Dear Editor:

I found it disturbing to find that another newly-formed special-interest group has taken legal action against the District of Invermere, claiming that there was not sufficient process involved in making the decision to cull the resident deer population.

I would urge this group to review the actual process that was involved before they waste any more of the court systems time and resources, as your civil case has little merit.

Obtaining a temporary injunction in non-contested motion is relatively easy. Should council choose to oppose your action, the court will hear that council followed all the steps necessary to make this decision, as did the other councils in the area that are participating in culls. And that it was the province that granted the cull licence.

If the matter was of this much importance to your group, where were you when the process was in motion? And during the election?

Claiming that you were not aware of the process indicates to me the typical laissez faire attitude so prevalent in our fellow Canadians in many matters.

I dont consider myself plugged in to the local political scene but I was aware of the ongoing process. Had I issues such as yours I would have at least sought out one of our electoral officials and let them know. Its not like we dont know who they are. If you dont happen to see one of them on the streets, they are in the phone book.

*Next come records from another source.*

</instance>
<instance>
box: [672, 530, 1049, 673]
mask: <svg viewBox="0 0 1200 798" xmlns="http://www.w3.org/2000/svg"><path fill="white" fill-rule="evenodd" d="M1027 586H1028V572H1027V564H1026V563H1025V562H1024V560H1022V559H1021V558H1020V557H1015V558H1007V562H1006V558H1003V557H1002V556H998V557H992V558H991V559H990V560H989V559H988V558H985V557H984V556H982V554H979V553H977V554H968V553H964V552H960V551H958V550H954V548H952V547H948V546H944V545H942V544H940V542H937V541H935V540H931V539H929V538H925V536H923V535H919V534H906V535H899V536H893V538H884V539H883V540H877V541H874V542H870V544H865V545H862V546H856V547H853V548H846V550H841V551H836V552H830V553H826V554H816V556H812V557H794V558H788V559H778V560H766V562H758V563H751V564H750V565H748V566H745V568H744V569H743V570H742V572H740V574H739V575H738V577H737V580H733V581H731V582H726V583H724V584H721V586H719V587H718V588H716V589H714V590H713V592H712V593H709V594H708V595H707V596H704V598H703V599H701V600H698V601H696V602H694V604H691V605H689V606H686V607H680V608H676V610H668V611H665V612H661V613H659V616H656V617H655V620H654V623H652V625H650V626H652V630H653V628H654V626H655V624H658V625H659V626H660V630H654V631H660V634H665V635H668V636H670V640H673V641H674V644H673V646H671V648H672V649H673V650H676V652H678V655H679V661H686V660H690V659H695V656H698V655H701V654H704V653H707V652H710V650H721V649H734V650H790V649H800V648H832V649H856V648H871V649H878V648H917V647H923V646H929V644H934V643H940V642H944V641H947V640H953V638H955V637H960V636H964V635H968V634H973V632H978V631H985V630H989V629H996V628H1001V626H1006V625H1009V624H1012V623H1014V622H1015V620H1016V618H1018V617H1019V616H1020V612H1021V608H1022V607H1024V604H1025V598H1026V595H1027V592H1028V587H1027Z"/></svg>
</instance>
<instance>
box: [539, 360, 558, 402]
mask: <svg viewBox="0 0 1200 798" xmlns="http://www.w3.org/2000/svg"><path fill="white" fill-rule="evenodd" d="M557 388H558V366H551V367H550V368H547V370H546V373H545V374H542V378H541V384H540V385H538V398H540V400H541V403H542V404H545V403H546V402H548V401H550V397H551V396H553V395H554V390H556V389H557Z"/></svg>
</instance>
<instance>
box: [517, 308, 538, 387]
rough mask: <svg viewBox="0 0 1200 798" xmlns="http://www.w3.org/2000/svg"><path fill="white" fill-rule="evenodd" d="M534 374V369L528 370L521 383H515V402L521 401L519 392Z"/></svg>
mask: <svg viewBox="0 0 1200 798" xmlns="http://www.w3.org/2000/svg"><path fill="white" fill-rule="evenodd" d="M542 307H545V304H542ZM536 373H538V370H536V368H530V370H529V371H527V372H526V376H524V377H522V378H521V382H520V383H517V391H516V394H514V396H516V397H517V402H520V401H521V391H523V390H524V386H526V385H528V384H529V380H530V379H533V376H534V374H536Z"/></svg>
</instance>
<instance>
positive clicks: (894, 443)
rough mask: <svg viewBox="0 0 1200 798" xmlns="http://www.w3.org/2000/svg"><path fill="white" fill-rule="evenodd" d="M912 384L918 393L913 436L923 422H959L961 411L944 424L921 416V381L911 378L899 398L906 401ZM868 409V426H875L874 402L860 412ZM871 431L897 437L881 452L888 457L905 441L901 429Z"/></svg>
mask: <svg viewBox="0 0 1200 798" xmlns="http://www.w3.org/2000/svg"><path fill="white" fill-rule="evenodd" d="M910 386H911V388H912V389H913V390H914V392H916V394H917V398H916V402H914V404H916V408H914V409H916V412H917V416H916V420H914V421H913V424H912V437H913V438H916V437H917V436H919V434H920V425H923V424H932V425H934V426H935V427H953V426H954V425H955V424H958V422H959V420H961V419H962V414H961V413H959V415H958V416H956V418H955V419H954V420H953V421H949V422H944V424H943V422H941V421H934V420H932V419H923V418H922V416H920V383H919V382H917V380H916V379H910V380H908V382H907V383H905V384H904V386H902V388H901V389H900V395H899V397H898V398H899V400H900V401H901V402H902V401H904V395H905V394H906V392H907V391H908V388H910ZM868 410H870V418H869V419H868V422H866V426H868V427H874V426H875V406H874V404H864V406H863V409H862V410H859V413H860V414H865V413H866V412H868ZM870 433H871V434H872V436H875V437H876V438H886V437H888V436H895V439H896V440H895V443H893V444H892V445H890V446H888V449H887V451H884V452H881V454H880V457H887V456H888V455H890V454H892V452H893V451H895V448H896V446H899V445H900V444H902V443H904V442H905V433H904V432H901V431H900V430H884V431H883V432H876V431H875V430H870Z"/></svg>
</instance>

There are many issues that may affect your day-to-day life in the hands of elected officials at all levels, it is up to you to let your views be known to them.

Dont let the case of the HST referendum lead you to believe that to Cry Wolf after elected politicians at any level make decisions that affect our lives in any way will change policy. You have to be constantly vigilant of what elected officials do on our behalf.

It is your responsibility to be aware of what policies elected officials are instituting at all levels: federal, provincial and even more importantly, at your local level.